CASA Function: mvresultant
Compute the resultant system of a system of multivariate polynomials.
Calling Sequence:
- r := mvresultant(repr,vars)
Parameters:
- repr : list(polynom(casaCoeffType, vars))
- list of polynomials in vars with (optional) parameters and coefficients of type casaCoeffType
- vars : list(name)
-
Result:
- r : list(polynom)
- the resultant system of the given system of multivariate polynomials
Description:
- The function computes the resultant system of a system of multivariate polynomials in order to set up conditions for their solvability as well as formulas for calculating their solutions.
- The vanishing of the resultant system provides a solvability criterion for the existance of common solutions of the system (in projective space).
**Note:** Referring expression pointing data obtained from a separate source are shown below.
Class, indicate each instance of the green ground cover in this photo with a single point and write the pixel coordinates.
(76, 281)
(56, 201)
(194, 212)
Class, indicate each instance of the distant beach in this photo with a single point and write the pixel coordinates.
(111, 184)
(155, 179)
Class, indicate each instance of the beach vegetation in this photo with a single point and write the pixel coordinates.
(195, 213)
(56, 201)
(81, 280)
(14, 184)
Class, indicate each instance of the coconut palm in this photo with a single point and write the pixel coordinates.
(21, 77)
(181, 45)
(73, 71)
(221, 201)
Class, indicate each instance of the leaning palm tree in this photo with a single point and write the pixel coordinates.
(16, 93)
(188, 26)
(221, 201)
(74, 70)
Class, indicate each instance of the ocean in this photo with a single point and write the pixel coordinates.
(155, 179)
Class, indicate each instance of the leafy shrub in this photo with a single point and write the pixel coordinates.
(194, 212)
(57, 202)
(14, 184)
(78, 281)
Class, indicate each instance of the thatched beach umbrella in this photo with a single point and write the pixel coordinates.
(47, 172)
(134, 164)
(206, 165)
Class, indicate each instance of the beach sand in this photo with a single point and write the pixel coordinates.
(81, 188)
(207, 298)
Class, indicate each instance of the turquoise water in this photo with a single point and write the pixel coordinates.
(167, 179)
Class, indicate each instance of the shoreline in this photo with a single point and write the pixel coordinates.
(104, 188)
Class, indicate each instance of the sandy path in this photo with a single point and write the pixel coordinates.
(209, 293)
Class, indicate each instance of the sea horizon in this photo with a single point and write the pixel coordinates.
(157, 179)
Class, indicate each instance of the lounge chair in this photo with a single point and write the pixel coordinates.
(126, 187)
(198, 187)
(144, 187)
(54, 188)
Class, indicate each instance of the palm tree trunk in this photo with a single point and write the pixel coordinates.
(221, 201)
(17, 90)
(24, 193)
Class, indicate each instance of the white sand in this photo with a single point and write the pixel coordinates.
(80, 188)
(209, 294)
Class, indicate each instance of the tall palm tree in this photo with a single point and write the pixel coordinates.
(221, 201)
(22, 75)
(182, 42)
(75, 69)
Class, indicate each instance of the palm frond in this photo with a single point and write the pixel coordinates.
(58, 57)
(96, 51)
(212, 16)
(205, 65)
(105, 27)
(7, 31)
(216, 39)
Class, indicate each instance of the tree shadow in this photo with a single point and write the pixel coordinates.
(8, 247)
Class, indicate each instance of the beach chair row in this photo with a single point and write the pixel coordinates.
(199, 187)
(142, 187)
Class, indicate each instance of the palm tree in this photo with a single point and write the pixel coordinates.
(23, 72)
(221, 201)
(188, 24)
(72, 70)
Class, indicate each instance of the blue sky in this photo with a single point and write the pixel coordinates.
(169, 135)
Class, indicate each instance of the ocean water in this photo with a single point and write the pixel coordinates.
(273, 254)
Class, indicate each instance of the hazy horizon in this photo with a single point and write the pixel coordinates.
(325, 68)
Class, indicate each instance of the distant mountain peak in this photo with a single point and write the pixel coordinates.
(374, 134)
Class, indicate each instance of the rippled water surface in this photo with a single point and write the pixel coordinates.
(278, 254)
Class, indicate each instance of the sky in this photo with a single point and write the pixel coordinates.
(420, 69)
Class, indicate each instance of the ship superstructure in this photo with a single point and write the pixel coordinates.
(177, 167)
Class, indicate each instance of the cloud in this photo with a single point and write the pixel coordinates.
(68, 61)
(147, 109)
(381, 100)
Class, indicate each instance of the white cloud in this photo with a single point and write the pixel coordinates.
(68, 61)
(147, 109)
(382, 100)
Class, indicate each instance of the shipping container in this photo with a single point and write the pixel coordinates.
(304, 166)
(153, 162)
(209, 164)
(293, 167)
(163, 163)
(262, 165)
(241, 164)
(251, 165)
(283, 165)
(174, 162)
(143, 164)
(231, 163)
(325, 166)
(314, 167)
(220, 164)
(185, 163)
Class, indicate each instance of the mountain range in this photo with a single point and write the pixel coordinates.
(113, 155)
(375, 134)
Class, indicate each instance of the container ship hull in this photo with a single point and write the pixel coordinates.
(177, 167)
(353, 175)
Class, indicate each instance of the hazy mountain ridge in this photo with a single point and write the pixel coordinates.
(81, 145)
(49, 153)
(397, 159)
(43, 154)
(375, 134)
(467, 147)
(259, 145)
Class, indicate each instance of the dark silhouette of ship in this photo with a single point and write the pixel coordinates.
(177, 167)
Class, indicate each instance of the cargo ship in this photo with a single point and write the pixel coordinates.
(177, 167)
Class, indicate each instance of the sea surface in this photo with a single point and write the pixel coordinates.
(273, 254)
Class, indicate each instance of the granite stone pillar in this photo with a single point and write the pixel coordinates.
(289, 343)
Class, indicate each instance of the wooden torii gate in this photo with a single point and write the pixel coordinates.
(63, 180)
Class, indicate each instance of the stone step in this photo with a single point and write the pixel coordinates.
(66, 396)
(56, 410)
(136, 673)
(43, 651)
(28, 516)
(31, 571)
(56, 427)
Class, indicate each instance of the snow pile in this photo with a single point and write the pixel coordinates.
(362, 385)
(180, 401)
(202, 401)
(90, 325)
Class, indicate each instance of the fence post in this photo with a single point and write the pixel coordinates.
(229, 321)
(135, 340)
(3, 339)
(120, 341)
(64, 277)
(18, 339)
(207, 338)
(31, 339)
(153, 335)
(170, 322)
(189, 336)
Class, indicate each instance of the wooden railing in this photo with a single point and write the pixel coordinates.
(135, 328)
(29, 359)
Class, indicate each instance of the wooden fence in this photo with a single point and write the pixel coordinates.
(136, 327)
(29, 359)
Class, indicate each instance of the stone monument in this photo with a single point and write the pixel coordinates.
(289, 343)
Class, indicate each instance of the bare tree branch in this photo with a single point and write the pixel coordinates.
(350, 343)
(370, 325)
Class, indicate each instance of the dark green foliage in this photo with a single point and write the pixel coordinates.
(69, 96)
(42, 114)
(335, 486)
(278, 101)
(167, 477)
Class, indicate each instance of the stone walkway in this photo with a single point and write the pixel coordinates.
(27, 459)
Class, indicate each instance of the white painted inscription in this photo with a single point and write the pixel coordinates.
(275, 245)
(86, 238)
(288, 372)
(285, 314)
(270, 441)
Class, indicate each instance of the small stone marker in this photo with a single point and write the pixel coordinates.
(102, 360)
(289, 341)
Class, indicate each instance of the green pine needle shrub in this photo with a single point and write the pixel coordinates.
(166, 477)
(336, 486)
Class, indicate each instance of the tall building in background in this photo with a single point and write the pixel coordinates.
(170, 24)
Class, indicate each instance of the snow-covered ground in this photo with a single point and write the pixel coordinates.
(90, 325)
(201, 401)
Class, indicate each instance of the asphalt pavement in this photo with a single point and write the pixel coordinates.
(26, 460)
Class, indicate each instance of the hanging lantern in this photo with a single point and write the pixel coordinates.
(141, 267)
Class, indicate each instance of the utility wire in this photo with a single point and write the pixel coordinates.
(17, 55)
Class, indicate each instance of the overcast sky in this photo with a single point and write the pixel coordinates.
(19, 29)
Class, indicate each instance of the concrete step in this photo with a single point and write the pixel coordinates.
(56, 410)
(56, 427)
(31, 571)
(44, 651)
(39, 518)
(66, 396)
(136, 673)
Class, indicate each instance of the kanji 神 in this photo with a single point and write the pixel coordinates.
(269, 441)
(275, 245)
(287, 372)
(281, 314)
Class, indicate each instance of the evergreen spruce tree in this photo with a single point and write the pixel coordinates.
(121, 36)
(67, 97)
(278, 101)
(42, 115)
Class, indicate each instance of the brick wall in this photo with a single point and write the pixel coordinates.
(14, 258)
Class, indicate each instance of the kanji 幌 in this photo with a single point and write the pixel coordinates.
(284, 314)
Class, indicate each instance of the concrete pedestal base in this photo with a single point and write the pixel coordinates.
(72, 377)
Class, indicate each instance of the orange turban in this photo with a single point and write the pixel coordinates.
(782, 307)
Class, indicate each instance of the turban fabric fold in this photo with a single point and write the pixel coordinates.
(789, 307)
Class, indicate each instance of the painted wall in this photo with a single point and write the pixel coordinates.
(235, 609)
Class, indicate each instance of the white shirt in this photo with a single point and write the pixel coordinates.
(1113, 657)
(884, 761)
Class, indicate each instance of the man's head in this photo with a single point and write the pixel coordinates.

- We use the algorithm described in van der Waerden's Moderne Algebra, Springer-Verlag, 1994.
Examples:
> F1:=[x2^2+x1^2-1,x1*x2-1,x2^2 -x1]:
> mvresultant(F1,[x1,x2]);
> F2:=[v*x2^2+RootOf(x^3+1)*x1^2-1,x1*x2-1,x2^2 -x1]:
> mvresultant(F2,[x1,x2]);
> F3:=[x3-x1*x2-x2,x2*x3-x1,x1*x3-x2]:
> mvresultant(F3,[x1]);
> mvresultant(F3,[x1,x2]);
See Also:
[CASA]
[[resultant]]